# What a deal



## arkwood (Oct 22, 2006)

Fellow wood workers, I have been away from the forum for a while and wanted to share some info. I may be sharing old news but felt it is worth mentioning.
Holbren is clearing out some dado bits They are selling a set of two bits for 2.00. These are undersized plywood bits. One is 15/32 and the other 23/32.
The 23/32 is correct size, just marked wrong in container. The 15/32 is 1/128 off ; I think I can live with that. I received 6 sets (12 bits) for 13.95. I was surprised when they arrived, each two bits in a wooden box. Again , sorry if this is old news or if in the wrong forum. Let's make some sawdust.


----------



## drasbell (Feb 6, 2009)

Thanks for the heads up...


----------



## istracpsboss (Sep 14, 2008)

Thanks from me, too.


----------



## gregharabedian (Feb 22, 2009)

That is quite interesting to know...


----------



## AxlMyk (Jun 13, 2006)

I have 3 sets coming. Thanks for the headsup.


----------



## WoodBrewer (Mar 4, 2009)

Ty.


----------



## AxlMyk (Jun 13, 2006)

They sold out in 2 days.


----------



## bobj3 (Jan 17, 2006)

HI Guys

Here's set ,it's not as good as the one above but it's at a great price for all 3 plywood bits 

http://www.grizzly.com/products/h5559


========


----------



## marks (Feb 3, 2009)

many thanks


----------



## istracpsboss (Sep 14, 2008)

I should have got two sets! They are just what I needed for a job!

Cheers

Peter


----------



## istracpsboss (Sep 14, 2008)

arkwood said:


> I was surprised when they arrived, each two bits in a wooden box.

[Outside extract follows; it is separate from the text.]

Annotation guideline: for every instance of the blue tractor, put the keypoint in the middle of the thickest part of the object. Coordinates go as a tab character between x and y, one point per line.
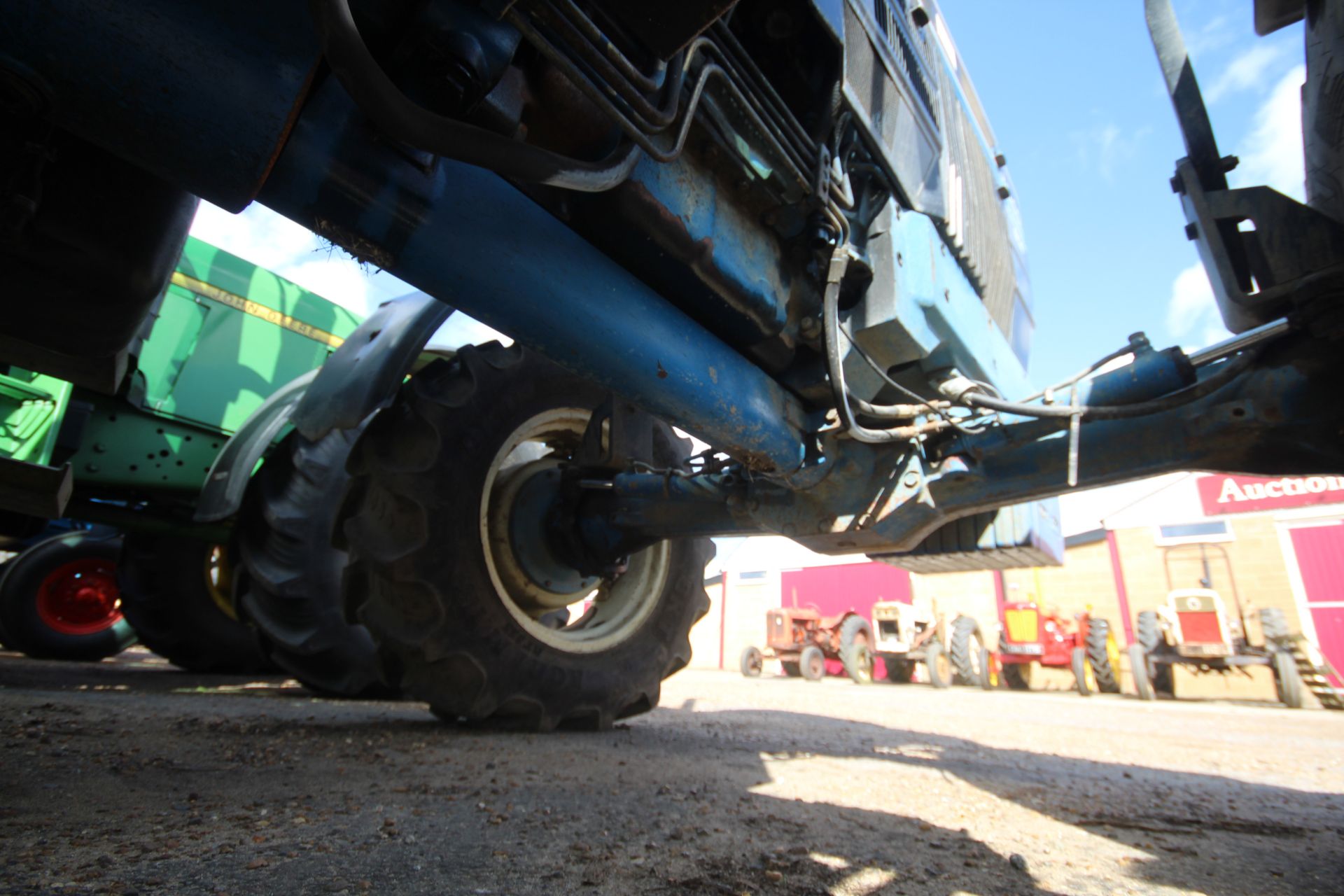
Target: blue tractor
780	226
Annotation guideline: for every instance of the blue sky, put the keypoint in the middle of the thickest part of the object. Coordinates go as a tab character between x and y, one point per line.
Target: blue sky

Me, too. They were in a box made for three with the 3rd one missing. Really sorry I didn't double up as the smaller one in particular is very handy and at a buck each you can hardly go wrong !

Cheers

Peter


----------



## istracpsboss (Sep 14, 2008)

bobj3 said:


> HI Guys
> 
> Here's set ,it's not as good as the one above but it's at a great price for all 3 plywood bits
> 
> ...


Down to $11.95 now!


----------